Accurate Modeling of the Polarizability of Dyes for Electromagnetic Calculations

Abstract

The wavelength-dependent complex linear polarizability of a dye is a crucial input for the modeling of the optical properties of dye-containing systems. We here propose and discuss methods to obtain an accurate polarizability model by combining absorption spectrum measurements, Kramers-Kronig (KK) tranformations, and density functional theory (DFT) calculations. We focus, in particular, on the real part of the polarizability and its link with static polarizability.

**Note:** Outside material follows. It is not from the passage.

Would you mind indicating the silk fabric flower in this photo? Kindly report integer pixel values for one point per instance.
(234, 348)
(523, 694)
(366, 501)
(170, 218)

In addition, we introduce simple KK-consistent analytic functions based on the theory of critical points as a much more accurate approach to model dye polarizabilities compared with existing models based on Lorentz oscillators. Accurate polarizability models based on critical points and DFT calculations of the static polarizability are derived for five commonly used dyes: Rhodamine 6G, Rhodamine 700, Crystal Violet, Nile Blue A, and Methylene Blue. Finally, we demonstrate explicitly, using examples of Mie Theory calculations of nanoparticle-dye interactions, how an inaccurate polarizability model can result in fundamentally different predictions, further emphasizing the importance of accurate models, such as the one proposed here.

Figure 1

(a) Imaginary part of the polarizability of Rhodamine 6G, as obtained using eq 1 from its UV–vis absorption spectrum including the near-UV peaks down to 200 nm (red) or only the peaks above 400 nm (blue). The molecular structure of Rhodamine 6G is also shown as an inset. (b) Real part of the polarizability of Rhodamine 6G calculated from the KK transformation of (a) with (red) or without (blue) the near-UV peaks (<400 nm) included. The difference between the two is shown in the inset and shows the effective contribution to the real polarizability from the UV peaks is approximately constant in the visible part of the spectrum (above ∼450 nm).

Figure 2

(a) Fits of the 526 nm peak of the measured absorption cross section of 10 μM Rhodamine 6G in water (pink) using eq 1 and a polarizability model with a single Lorentz oscillator (green) or a single Voigt fit (blue). (b) Corresponding real part of the polarizability functions where the condition α(λ → ∞) = α_static = 6. 94 × 10^–39 S.I. is enforced for both Lorentzian and Voigt fits.

Figure 3

(a) Fit of the measured visible Rhodamine 6G absorption cross section (purple) with a polarizability modeled as two Lorentz (green) or two Voigt (blue) oscillators. (b) Corresponding real parts of the polarizability, compared with that obtained from the KK transformation of the experimental data. A constant is added in each case to enforce the condition α(λ → ∞) = α_static = 6. 94 × 10^–39 S.I. (c, d) Same as (a, b) with a double critical point fit (red). The inset in (c) shows the individual contributions of each of the two critical points. The black dotted line in (d) delineates the region for which the fit is better than 10% for both the real and imaginary parts.

Figure 4

(a) Predicted extinction spectrum of the 60 nm diameter silver nanoparticles coated with a uniform dye layer of 0.2 dye molecules per nm² (∼1000 dyes per NP) with polarizabilities given by either the same Lorentz (green) or Voigt (blue) models as in Figure 2. Same as (b) with the resonance shifted to 460 nm to increase coupling. (c) Same as (a) for a low-coverage dye layer of 0.01 molecules per nm² on the colloid surface. The differential extinction spectrum (where the colloid-only spectrum has been subtracted) is shown to highlight the influence of the dye layer. The dashed line shows the result for the Lorentz oscillator where a real constant has been added to make it coincide with the Voigt model in the 450 nm region, as shown as a dashed line in Figure 2b (note that this also changes α(λ → ∞) and could not represent the same physical dye). (d) Same as (c) but showing differential absorption instead of extinction.